Rector's Blog: To Be A Christian or Not
I left church when I was 16, and I stayed away for years. I’d show up for major holidays, weddings, and funerals, out of obligation or habit, maybe even out of some small hope that church would mean something to me again. But mostly it didn’t, and mostly I was out. If you’d asked me if I was Christian at that time, I would have said, “Yes.” Or more likely, “yes, but...” Truth be told, I had no idea what to do with being Christian.
Christians get it wrong a lot of the time, this living and loving and caring for each other. We oftentimes prioritize being right over being together. Many times, our idea of what’s right suspiciously resembles however we were already living, the people we already liked, the way we already were going to vote. Then we tack a Bible verse on at the end of our opinion as if to say, “See? Just like God wanted.” We Christians can be fractious and petty, defensive, violent, and scared of change. In other words, Christians seem to act like everyone else, only more so.
I can think of a lot of reasons not to be a Christian. But I am a Christian, and I’m a Christian for one reason: Jesus. I can’t shake Jesus. I tried. It didn’t take.
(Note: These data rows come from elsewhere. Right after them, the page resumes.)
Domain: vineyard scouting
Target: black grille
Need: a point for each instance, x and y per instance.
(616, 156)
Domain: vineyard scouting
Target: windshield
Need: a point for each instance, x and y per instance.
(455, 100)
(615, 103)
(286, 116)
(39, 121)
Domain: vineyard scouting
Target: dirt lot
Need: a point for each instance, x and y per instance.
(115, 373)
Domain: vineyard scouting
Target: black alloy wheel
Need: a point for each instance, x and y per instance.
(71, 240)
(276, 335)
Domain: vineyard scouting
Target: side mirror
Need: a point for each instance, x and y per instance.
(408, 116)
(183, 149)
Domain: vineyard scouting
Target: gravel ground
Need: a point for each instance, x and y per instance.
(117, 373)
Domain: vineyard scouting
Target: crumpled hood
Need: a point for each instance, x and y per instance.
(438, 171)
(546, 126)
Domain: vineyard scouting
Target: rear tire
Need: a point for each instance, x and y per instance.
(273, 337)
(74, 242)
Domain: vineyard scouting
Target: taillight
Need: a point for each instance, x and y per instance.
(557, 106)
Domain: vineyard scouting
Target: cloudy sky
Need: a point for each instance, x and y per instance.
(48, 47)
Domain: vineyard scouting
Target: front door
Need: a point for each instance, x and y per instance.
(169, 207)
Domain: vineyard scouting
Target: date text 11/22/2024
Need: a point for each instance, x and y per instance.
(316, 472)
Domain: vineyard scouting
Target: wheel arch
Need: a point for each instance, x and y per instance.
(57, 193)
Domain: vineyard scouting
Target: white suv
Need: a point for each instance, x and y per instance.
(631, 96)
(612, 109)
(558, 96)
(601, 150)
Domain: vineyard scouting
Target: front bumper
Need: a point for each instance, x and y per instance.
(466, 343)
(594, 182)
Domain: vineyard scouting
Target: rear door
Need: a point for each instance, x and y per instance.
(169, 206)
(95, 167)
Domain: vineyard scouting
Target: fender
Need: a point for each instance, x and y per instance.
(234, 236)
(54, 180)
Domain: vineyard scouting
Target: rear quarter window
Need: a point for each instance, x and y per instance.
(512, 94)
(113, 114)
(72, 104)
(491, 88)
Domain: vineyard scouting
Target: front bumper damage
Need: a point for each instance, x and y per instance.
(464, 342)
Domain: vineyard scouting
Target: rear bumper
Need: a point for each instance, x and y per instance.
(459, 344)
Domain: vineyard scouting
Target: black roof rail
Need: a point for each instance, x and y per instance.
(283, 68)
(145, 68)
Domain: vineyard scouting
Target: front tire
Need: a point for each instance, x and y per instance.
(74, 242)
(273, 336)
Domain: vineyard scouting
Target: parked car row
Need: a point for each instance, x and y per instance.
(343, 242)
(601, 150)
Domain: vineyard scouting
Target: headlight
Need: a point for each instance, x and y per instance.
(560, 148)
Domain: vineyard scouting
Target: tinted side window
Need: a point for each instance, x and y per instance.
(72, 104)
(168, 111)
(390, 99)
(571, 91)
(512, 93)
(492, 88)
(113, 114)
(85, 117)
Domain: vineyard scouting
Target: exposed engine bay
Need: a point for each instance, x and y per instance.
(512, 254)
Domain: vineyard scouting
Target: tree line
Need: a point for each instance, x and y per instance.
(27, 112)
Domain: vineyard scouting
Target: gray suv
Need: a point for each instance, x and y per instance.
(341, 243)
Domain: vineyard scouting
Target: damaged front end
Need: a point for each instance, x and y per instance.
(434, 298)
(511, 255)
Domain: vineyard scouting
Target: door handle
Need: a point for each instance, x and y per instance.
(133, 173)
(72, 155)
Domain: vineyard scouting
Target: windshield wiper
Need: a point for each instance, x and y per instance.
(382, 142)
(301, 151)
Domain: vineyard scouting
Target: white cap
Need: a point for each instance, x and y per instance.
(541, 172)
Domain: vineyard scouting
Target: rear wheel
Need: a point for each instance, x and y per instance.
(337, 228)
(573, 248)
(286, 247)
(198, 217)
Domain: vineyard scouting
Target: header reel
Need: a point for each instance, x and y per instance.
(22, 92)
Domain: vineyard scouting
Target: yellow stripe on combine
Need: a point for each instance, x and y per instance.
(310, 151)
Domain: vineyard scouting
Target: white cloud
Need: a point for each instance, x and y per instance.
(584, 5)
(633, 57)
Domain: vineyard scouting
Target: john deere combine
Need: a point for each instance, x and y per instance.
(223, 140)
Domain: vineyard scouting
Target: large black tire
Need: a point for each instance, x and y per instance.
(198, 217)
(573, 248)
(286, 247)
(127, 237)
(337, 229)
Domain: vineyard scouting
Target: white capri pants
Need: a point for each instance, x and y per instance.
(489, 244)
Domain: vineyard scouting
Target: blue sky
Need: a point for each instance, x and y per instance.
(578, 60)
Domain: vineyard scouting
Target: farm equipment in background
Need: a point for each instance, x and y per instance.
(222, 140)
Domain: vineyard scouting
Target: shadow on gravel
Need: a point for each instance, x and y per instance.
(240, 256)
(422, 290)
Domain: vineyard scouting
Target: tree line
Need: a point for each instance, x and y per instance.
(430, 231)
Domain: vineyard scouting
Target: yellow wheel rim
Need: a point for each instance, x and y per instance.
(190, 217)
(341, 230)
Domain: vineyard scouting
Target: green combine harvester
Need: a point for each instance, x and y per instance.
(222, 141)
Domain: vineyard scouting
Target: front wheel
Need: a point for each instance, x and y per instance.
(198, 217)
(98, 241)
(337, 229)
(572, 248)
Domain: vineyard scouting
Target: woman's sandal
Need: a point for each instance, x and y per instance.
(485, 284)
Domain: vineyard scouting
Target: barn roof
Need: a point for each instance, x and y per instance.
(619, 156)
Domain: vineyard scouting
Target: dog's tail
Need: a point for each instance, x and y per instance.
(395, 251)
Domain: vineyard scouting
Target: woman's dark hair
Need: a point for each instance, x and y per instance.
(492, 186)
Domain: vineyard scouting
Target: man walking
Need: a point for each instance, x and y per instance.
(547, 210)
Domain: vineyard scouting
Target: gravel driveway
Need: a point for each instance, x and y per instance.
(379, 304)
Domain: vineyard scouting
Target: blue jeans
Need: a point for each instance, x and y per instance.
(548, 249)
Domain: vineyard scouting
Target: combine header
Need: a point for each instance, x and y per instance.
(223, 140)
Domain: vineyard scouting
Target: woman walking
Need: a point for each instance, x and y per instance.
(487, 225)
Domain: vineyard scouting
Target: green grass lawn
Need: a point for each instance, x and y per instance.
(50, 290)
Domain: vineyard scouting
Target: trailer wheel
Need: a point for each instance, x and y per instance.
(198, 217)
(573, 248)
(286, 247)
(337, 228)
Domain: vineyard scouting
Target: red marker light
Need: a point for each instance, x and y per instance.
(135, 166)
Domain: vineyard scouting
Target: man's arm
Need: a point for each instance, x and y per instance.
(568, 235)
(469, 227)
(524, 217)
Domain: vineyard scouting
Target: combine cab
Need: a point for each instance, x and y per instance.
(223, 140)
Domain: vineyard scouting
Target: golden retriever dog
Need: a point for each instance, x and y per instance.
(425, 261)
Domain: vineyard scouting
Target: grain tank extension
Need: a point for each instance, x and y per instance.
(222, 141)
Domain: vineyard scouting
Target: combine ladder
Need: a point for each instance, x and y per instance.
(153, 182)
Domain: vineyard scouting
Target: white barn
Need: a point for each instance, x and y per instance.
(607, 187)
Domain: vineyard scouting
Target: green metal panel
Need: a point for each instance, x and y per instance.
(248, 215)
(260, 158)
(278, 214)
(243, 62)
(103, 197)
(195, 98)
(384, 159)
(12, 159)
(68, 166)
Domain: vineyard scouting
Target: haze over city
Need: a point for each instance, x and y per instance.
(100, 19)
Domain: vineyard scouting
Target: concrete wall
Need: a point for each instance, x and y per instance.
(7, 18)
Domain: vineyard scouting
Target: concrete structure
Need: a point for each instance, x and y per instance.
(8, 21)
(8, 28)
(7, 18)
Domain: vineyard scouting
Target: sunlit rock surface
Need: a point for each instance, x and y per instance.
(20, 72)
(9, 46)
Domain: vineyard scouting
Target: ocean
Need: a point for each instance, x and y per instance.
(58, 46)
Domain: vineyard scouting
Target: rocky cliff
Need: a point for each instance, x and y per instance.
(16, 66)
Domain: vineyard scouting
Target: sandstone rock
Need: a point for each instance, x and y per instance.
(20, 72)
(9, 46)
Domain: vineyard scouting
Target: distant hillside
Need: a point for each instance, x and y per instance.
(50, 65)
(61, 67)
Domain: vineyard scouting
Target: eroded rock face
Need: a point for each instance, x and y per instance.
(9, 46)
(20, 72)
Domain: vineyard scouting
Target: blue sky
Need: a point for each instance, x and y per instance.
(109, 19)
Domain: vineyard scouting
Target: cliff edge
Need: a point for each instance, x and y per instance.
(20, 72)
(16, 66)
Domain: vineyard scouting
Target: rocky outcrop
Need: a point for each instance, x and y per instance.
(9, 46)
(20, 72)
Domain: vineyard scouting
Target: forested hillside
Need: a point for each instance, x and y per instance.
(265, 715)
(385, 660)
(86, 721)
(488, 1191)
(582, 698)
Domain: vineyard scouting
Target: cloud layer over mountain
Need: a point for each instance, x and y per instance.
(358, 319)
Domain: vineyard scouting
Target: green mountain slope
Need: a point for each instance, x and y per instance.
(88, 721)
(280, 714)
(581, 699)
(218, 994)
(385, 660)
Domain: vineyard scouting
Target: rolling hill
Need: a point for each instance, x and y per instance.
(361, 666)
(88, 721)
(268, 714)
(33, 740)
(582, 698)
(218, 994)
No matter how much I tried to distance myself from church, from religion, from my faith, I have never been able to stop thinking about Jesus. I’ve never been able to stop talking to Jesus. I’ve never been able to stop looking for Jesus. And maybe you’re wondering what I even mean when I talk like this about Jesus: Do I mean the historical person? Do I mean God in the flesh, some mystical unexplainable divine human? Do I mean Jesus on some personal intimate level? Do I mean Jesus in some metaphorical way? Yes. To all of that, yes. I want to know Jesus.
But not just that. More than that. This faith thing is deeply personal, and I need to communicate something of deep intimacy to you about Jesus. It’s not just about what I want. It’s about what I have experienced. In my reading about Jesus and praying to and through Jesus, and thinking, talking about, and trying to follow and believe in Jesus, I have a sense of being known. I have a sense of being loved. Known fully. Loved extravagantly.
I’m a big fan of The Beatles and I love reading about them and listening to their music and watching their documentaries. And when I listen to or watch or read about them, I feel on some level like I know them. I feel like I understand them, I get them. But in my engaging with the Beatles, I’m never given over to the sensation that they know me – that I am a part of their life the way they are a part of mine. I can listen to Abbey Road countless times and not ever get the sense that John, Paul, George, or Ringo know me.
And then there’s Jesus. When I read and pray and think and talk and listen to and with and for and about Jesus – when I engage with Jesus – I feel so incredibly, indescribably known.
Imagine being known fully for who you are. Imagine someone knowing you fully and loving you just as fully. With no reservation or caveat. I have to say “imagine” because it’s so far from the way most of us experience life. We are used to feeling like love is something you have to earn, and we definitely believe it’s something that can be taken away. All of us withhold parts of ourselves from the people around us because we believe if they saw all of us they might not actually like us, much less love us. But the Gospel of Jesus is that God knows all the things we hide and loves us without condition or reservation – as we are, for who we are. Even imagining this to be true is liberating and life-giving. Living as if it’s true is the work of the Christian.
So I’m a Christian because of Jesus. Because I am endlessly captivated by the loving, liberating, life-giving way of Jesus. Over and over again. Unavoidably. Inevitably. I find myself there.